Le Monde de Djayesse

Un peu de tout : du cinéma (beaucoup), de l'actu (un peu) et toute cette sorte de choses [A bit of everythying: cinema (a lot), news (a little) and all this kind of things]

Publié le par Djayesse
Publié dans : #Cinéma, #Yves Boisset, #Drame

Le cinéma d’Yves Boisset n’est pas spécialement délicat.

Dans les années 70, il faisait du cinéma engagé. Il dénonçait. Il a toujours dénoncé. Et c’est efficace.

Ici, c’est l’ordinaire qu’il dénonce. Les gens ordinaires, le racisme ordinaire, la connerie ordinaire.

Dans la première heure du film, il dresse un portrait de la société française assez juste à travers les différents vacanciers dans un camping du sud de la France. Et en particulier l’un d’eux : Georges Lajoie, restaurateur, enfin plutôt tenancier de bistrot. Un bistrot bien français, où on boit français, on pense français, on a la cuite française. Et bien sûr, on a son franc parler. Surtout sur les étrangers, et encore plus s’ils sont un peu bronzés.

 

En vacances, monsieur Georges retrouve ses amis : Colin, qui vend des soutiens-gorges sur les marchés, et Schumacher, un huissier de justice. Malgré leur diversité sociale, ils se fréquentent depuis longtemps. Ils s’entendent très bien ensemble. Ils boivent le coup ensemble. Ils passent ensemble des vacances ordinaires.

Ils ont aussi des idées sur les « étrangers » assez similaires. Sur les étrangers en général, mais sur les Arabes en particulier. Rien de bien méchant, n’est-ce pas, mais chacun chez soi tout de même. Et là, on est dans le racisme ordinaire.
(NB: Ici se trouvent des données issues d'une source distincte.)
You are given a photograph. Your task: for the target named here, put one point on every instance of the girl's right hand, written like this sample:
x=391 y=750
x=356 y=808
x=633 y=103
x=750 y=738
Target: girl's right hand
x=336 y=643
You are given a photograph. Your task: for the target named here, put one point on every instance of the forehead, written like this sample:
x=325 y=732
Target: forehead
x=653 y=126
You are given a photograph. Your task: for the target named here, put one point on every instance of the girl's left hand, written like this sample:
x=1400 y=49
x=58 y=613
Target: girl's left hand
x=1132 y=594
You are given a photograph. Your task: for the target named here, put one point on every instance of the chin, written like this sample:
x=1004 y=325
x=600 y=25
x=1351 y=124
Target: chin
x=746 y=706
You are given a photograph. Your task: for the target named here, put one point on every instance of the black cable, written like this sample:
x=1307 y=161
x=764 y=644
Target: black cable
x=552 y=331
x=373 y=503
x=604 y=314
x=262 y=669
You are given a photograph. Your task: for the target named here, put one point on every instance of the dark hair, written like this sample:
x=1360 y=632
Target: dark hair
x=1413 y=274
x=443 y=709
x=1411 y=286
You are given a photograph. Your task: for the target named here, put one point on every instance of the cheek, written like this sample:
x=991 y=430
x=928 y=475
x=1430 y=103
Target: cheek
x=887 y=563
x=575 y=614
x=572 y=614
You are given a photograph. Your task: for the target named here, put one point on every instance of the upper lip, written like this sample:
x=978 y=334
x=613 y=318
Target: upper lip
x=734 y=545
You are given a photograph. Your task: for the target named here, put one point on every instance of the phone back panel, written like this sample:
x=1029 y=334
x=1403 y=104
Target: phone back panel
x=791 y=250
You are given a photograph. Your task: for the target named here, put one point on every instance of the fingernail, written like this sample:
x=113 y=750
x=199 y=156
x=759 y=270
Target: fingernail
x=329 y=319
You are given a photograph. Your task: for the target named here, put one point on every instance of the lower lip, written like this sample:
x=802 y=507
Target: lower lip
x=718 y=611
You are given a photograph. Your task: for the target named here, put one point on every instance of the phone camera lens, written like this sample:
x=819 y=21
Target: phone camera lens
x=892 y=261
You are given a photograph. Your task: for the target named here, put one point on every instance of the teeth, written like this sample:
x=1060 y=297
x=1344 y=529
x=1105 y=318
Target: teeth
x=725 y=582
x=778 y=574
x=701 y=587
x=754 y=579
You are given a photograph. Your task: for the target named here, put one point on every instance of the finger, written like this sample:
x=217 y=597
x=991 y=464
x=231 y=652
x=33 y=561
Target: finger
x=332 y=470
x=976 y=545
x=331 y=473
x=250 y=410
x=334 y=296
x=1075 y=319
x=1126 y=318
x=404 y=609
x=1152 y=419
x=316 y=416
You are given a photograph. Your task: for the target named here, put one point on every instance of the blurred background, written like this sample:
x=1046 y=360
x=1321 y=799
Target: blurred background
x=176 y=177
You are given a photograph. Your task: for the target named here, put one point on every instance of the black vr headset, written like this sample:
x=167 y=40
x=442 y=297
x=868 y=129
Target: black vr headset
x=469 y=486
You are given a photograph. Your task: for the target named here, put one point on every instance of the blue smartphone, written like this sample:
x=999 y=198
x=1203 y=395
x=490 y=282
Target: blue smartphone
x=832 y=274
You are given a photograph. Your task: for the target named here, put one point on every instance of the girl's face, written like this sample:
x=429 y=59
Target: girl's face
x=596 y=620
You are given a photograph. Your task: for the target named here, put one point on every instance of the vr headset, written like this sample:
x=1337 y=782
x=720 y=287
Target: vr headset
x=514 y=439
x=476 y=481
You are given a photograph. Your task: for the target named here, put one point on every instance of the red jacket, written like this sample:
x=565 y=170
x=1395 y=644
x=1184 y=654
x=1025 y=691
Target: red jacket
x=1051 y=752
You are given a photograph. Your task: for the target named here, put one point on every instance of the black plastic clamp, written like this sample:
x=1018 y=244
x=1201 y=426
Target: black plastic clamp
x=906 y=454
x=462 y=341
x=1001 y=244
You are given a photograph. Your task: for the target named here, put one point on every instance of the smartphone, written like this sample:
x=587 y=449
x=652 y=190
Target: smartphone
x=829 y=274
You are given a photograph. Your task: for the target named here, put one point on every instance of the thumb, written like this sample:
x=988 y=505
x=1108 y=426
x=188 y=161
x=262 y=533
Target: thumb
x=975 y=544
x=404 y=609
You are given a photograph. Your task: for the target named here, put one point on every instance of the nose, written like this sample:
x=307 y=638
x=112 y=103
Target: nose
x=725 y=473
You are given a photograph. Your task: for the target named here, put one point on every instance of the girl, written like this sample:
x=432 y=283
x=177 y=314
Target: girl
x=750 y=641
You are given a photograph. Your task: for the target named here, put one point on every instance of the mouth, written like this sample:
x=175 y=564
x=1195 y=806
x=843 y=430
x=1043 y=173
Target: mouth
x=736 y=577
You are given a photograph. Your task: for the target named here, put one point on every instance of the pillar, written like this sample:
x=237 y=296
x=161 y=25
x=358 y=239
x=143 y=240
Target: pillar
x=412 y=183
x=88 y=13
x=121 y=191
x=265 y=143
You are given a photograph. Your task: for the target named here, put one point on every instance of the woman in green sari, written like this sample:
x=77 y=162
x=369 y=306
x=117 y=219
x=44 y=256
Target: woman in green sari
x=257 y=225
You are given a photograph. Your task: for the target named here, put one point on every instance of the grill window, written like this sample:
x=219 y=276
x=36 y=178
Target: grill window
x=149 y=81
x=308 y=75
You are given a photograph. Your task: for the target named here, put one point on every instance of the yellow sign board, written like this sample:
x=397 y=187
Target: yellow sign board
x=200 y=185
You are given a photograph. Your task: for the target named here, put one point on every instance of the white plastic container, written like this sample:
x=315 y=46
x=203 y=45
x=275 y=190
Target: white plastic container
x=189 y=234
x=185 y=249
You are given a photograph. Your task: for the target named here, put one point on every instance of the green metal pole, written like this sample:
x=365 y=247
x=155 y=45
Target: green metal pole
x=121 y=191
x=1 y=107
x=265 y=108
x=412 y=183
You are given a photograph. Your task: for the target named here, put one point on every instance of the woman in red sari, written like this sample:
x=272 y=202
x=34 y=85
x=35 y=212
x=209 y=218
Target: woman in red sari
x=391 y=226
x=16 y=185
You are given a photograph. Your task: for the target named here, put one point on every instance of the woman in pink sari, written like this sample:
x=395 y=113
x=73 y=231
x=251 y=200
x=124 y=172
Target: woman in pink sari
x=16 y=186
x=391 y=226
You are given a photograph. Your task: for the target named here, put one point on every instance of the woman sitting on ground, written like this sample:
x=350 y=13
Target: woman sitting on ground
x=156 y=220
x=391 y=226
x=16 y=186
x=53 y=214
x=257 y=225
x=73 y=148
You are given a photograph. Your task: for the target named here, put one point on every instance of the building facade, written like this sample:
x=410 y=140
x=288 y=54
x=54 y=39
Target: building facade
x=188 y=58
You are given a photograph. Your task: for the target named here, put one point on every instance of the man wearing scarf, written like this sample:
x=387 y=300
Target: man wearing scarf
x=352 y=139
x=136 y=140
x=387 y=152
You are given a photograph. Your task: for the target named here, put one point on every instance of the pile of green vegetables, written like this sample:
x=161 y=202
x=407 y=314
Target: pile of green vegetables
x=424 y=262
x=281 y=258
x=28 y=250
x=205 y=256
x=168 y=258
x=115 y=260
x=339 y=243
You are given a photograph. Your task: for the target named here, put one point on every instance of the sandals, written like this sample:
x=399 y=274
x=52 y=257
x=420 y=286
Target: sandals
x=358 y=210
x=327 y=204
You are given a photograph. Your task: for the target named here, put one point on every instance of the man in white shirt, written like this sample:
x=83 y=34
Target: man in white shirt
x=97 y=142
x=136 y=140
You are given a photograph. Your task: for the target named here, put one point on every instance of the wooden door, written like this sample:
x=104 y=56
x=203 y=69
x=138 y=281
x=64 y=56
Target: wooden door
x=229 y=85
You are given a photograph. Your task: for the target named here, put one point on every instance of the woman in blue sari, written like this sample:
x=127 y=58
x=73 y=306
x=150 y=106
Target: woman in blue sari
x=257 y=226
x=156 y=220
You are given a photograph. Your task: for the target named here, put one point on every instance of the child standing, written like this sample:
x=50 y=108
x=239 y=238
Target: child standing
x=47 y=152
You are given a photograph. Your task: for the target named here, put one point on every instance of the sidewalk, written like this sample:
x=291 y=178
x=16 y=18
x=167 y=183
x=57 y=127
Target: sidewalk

Un jour, Georges tente de violer la fille de Colin. Elle refuse. Il la tue. Et c’est là que commence la connerie ordinaire.

Rapidement, des ouvriers – dois-je préciser qu’ils sont d’origine algérienne ? – sont soupçonnés. Et comme la police ne va pas assez vite, les braves Français décident de lui donner un coup de main.

Résultat : un baraquement mis à sac, un blessé grave, un mort.

Mais comme le dit le substitut de la République : « des histoires comme ça, on en a trois pas mois… »

L’enquête est confiée à l’inspecteur Boulard (Jean Bouise, épatant). Boulard, c’est le porte-parole de Boisset. Il ne veut pas étouffer l’affaire. Il dénonce ce climat de racisme ordinaire et la lâcheté des pouvoirs publics par rapport à ces événements.

Mais il faut aussi vivre. Alors, en fin de compte, il étouffe l’affaire. Il sera commissaire. Mais il résume très bien la situation : « Du point de vue personnel, je trouve ça dégueulasse. Mais du point de vue professionnel, je m’exécute. » Mais on sent tout son dégoût dans cette décision de justice (on dirait aussi « parodie »).

 

Et les racistes ordinaires ?

Lajoie (Jean Carmet). Le personnage central. Le veule. Il parle beaucoup, et laisse agir les autres. Il n’a un bâton en main qu’une fois l’homme mort. Et quand il en parle dans son café, ce n’est plus une meute déchaîné qui se rue sur cinq pauvres types désarmés ? Ce sont trois quatre justiciers contre une horde de barbares. Pas étonnant que son fils s’en éloigne.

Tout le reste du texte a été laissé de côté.